Abstract 4879: Identification of degron motifs and mutations by analyzing a deep neural network

Abstract

Abstract Degrons, short amino acid sequences on protein substrates, play a critical role in the ubiquitin-proteasome system (UPS), which regulates over 80 percent of protein degradation in cells. When recognized by E3 ubiquitin ligases, degrons signal the destruction of its substrate protein, determining the regulatory specificity of the UPS. While a few degrons have been reported to be affected by mutations driving cancer growth, the effect of specific mutations on degrons remains largely unidentified.
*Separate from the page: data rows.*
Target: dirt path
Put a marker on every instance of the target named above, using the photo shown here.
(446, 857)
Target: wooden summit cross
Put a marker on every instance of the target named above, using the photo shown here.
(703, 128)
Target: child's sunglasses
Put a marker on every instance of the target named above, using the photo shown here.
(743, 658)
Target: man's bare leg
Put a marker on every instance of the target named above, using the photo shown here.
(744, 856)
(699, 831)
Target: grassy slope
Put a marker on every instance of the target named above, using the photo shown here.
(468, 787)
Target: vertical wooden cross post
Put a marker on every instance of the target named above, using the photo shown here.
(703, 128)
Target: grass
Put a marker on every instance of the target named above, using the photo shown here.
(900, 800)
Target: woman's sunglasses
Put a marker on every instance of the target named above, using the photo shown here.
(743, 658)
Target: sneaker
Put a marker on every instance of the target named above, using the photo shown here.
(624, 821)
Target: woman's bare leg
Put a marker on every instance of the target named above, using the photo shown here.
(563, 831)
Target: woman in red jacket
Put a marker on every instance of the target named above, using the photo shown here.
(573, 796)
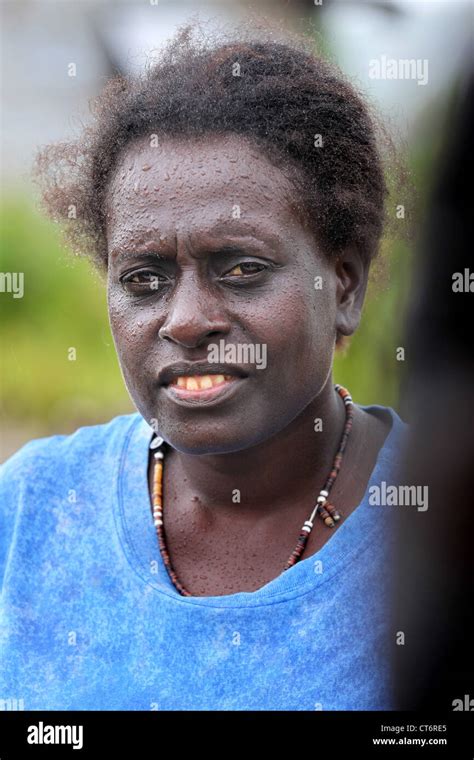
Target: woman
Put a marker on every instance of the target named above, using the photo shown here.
(217, 549)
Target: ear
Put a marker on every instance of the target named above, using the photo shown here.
(351, 277)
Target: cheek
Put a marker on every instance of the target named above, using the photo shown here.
(298, 327)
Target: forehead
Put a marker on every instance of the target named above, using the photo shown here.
(188, 186)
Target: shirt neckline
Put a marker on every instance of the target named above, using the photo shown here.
(137, 534)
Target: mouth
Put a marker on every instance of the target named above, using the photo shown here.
(201, 386)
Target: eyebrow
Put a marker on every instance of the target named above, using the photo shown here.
(243, 231)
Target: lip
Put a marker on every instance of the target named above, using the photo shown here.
(207, 396)
(172, 371)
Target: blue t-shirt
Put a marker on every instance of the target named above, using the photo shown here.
(90, 620)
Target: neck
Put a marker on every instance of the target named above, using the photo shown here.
(270, 474)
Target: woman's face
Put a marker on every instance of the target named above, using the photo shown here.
(206, 251)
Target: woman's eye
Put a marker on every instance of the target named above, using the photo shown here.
(142, 282)
(245, 268)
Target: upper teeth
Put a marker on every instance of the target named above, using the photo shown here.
(199, 382)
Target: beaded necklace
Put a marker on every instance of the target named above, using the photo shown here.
(326, 511)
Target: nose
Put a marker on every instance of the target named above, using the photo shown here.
(194, 315)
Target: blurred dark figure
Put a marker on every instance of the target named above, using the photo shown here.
(434, 604)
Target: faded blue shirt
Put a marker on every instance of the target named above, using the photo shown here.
(90, 620)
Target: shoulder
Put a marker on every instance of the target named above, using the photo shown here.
(33, 477)
(55, 452)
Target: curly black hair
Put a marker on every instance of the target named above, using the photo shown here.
(298, 108)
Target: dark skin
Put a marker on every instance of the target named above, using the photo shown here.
(248, 279)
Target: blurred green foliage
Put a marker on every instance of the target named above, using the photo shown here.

In this study, we analyze a deep neural network model that predicts the likelihood of an input protein sequence to contain a degron. To characterize the important C-terminal degron motifs learned by the model, we ran computational methods including sequence ranking and selection, enrichment analyses, and sequence logo visualization. This revealed the discovery of 101 significant degron motifs across lengths 2, 3, and 4. While previous studies suggested that di-amino acid motifs might be the primary source of c-end degron, the new motifs suggest that additional complexity might exist with a longer extended degron. Using these putative motifs as targets for mutations, we performed in silico mutagenesis to identify high-impact amino acid mutations that cause degron loss or gain. Our discovery of degron motif-mutation pairs could inform the development of targeted small-molecule drugs for cancer treatments and identification mutational biomarkers used for early detection of cancers. Citation Format: Cynthia Chen, Collin Tokheim, Shirley Liu. Identification of degron motifs and mutations by analyzing a deep neural network [abstract]. In: Proceedings of the Annual Meeting of the American Association for Cancer Research 2020; 2020 Apr 27-28 and Jun 22-24. Philadelphia (PA): AACR; Cancer Res 2020;80(16 Suppl):Abstract nr 4879.